Normalmente, uma solução contendo ácido trifluoroacético (TFA), na presença de capturadores de carbocátions, como o triisopropilsilano (TIS), é utilizada como reagente de clivagem. A remoção dos grupos protetores das cadeias laterais, pelo emprego da solução ácida, libera intermediários catiônicos reativos e os capturadores de carbocátions minimizam as reações colaterais, que podem ocorrer com cadeias laterais de resíduos como triptofano,

tirosina, metionina e cisteina (que podem atuar como nucleófilos) (Chang & White, 2000).
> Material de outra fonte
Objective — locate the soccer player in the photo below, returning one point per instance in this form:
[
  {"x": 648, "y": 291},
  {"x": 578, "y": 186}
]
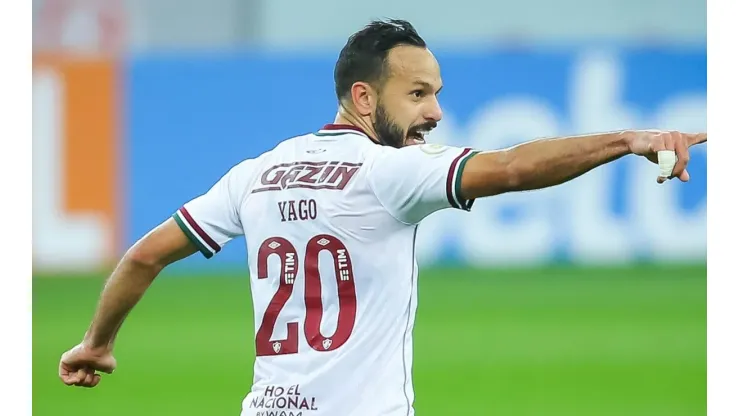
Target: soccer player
[{"x": 330, "y": 222}]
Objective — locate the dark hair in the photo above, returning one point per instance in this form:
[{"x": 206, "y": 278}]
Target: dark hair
[{"x": 363, "y": 58}]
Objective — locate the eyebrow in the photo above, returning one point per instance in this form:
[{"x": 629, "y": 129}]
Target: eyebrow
[{"x": 427, "y": 85}]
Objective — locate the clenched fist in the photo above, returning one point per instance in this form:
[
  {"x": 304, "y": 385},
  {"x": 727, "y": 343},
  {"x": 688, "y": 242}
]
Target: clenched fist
[
  {"x": 79, "y": 366},
  {"x": 649, "y": 142}
]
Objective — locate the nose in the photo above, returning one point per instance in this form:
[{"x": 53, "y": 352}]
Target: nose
[{"x": 433, "y": 111}]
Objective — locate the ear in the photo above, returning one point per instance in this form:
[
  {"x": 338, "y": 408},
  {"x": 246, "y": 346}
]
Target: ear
[{"x": 364, "y": 98}]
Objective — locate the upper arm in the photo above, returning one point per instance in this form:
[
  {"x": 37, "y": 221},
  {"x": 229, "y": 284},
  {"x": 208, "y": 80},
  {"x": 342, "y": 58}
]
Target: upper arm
[
  {"x": 415, "y": 181},
  {"x": 211, "y": 220},
  {"x": 164, "y": 245},
  {"x": 487, "y": 174}
]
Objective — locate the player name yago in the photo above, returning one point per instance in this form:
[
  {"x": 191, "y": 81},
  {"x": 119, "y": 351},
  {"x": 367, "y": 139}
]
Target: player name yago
[
  {"x": 283, "y": 402},
  {"x": 329, "y": 175}
]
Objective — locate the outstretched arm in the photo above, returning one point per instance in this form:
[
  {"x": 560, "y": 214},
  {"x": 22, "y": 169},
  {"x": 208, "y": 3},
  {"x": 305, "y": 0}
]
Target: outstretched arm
[
  {"x": 137, "y": 270},
  {"x": 549, "y": 162}
]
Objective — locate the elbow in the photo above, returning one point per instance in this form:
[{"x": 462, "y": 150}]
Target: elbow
[
  {"x": 142, "y": 258},
  {"x": 514, "y": 173}
]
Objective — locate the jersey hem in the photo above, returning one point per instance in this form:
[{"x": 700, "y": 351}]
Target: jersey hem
[
  {"x": 454, "y": 180},
  {"x": 195, "y": 234},
  {"x": 465, "y": 204}
]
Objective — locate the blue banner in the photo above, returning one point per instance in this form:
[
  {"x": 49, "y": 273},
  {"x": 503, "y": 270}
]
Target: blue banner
[{"x": 190, "y": 118}]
A clivagem do peptídeo da resina ocorre de acordo com o mecanismo apresentado na Figura 10.

Figura 10. Mecanismo da clivagem libera o C-terminal amídico do peptídeo da peptidil-resina, pelo emprego de uma solução de TFA (catálise ácida)

Fonte: Adaptado (Chan & White, 2000)

A Figura 11 apresenta o esquema básico de síntese em fase sólida, usando a estratégia de Fmoc (Chan & White, 2000). Neste método, o processo é iniciado pela clivagem do grupo Fmoc (vermelho) da resina, na qual é efetuada pelo emprego de uma solução básica como foi mostrado na Figura 7.

Como os peptídeos estudados neste projeto são amidados na porção C-terminal, decidiu-se utilizar a representação da própria resina efetuada na atual síntese. Para se realizar o acoplamento do primeiro aminoácido, sendo neste trabalho a lisina (azul), na resina, esse deve ser inicialmente ativado (Fig. 8, pag.16), a fim de se ter um grupo mais reativo que a carbonila do ácido carboxílico. Uma vez ativado o aminoácido, inicia-se a reação de acoplamento entre este e a resina, obtendo-se então o aminoácido protegido ligado à resina.

Figura11. Esquema geral da síntese de peptídeos em fase sólida, segundo estratégia Fmoc.

Fonte: Adaptado (Chan & White, 2000).

Os sucessivos acoplamentos dos demais aminoácidos da sequência são procedidos de maneira similar. Após cada etapa de acoplamento, a peptidil-resina é desprotegida, o

Fmoc-aminoácido é devidamente ativado, seguindo-se a respectiva reação de acoplamento e o processo é repetido até que se tenha obtido o peptídeo desejado ligado à resina. Ao final da reação de acoplamento do último resíduo, procede-se uma última reação de desproteção usando solução básica e o peptídeo desejado é finalmente clivado da resina e dos grupos protetores das cadeias laterais (rosa) são devidamente removidos pelo emprego de uma solução ácida, conforme mostrado na Figura 10.